You could spend a lifetime putting together all the various puzzles regarding prehistory, the mysteries of today, and how the Bible plays a part in it all. Like most books, it only captures one point of view in a very specific timeframe. But unlike most books, it covers exact references to a family line of descendants over many thousands of years to conduct a particular experiment on the nature of good versus evil and essentially the struggle of Yahweh against the primal nature of all people to worship Baal. This is where western civilization starts, and eastern religions separate themselves, leading to globalism’s primary struggle today, how to merge these two radical forces, which is absolutely impossible. In a world where communist China is being used to sell globalism through corporate control, this issue of Baal is persistently a problem, the worship of the forces of nature and submission to it, as opposed to the western view of conquering nature and using it as a tool for human advancement. The essential problem is what the Bible is about. The Old Testament is a chronicle of this struggle and the ramifications of failure to adhere to it. That’s why I love the Bible because nothing else ever done in literature has really attempted to solve this problem of evil.  Other attempts have tried to define it, but they do very little to solve it.  Are all the worshipers of Baal evil? Why is Yahweh so jealous of Baal, to the point that he would destroy his own people by turning to Baal for worship? I would say that Yahweh was a rebel, a fighter who was trying to free people from the clutches of an ancient problem, one that persisted for many millions of years, the worship of nature to the detriment of human development. Once people started listening to God, the Yahweh of the Bible, then civilization lurched forward, and we have what is called in another book I love quite a lot, The 5000 Year Leap, by Cleon Skousen. 

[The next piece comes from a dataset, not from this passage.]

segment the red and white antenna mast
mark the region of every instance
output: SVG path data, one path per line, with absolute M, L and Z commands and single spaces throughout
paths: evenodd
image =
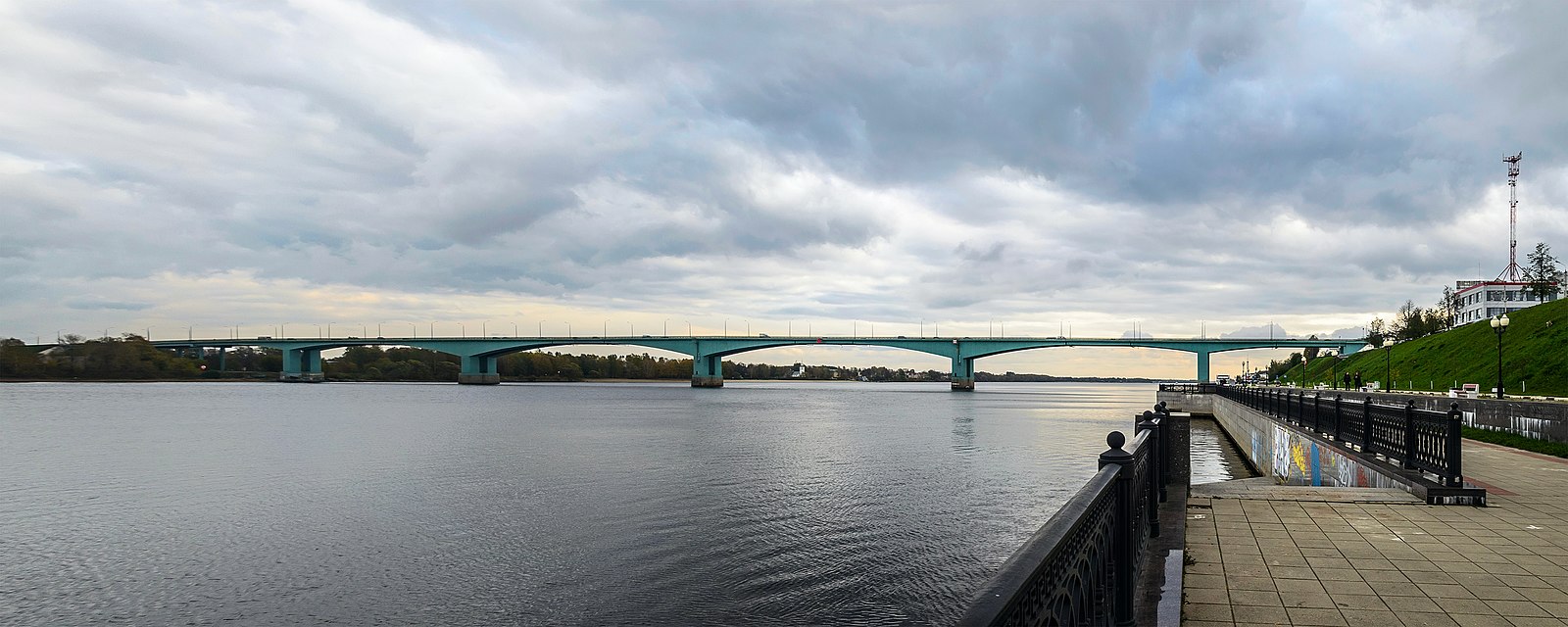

I recently saw a lot of talk about satanic references, with a picture of three women at the Golden Globes dressed in bizarre outfits. As I’ve pointed out, Satan doesn’t appear in the Bible until 1 Chronicles 21:1, nearly halfway through the text, and when he appears, he’s a kind of census taker. I’m sure there is a lot more to that story somewhere. But the villain of the Bible is Baal, and the plot device is escaping from its rule, which looks to have been around well before the events of the Bible. Much of the modern “satanic” worship referenced is actually humanity’s lazy trend to continue worshiping Baal. Its Baal worship that is essentially behind climate change and is the religion of globalism, especially from the point of view of the communist Chinese. They call their gods by different names, but the nature worship aspect of merging light and darkness as a kind of balance stands opposed to light conquering darkness; that is the message of the Bible. And the two are not compatible. They cannot coexist as the bumper stickers indicate. And to avoid the conflict, you can’t just throw out all religion, which has been the weapon of choice of those globalist-minded. It can all get very confusing, especially if you listen to the authority figures. So if you need to get your bearings, I would suggest rereading the Bible, or for the first time, and getting your mind wrapped around the struggle. Because of all the great things that have happened in history, the essential conflict that we are all still engaged in is this fight between Yahweh and Baal. The battle between human progress and yielding to the forces of nature. And that fight is literally in everything we do. So, understanding it will help your life a lot. Simply put, the path to evil is in the lazy; the worship of Baal comes from those too lazy to do for themselves and hope that nature will give them a way out of personal responsibility. And good, as the Bible defines it, is in self-responsibility and assertiveness to do good in the world by leading a productive life toward the aims of creation.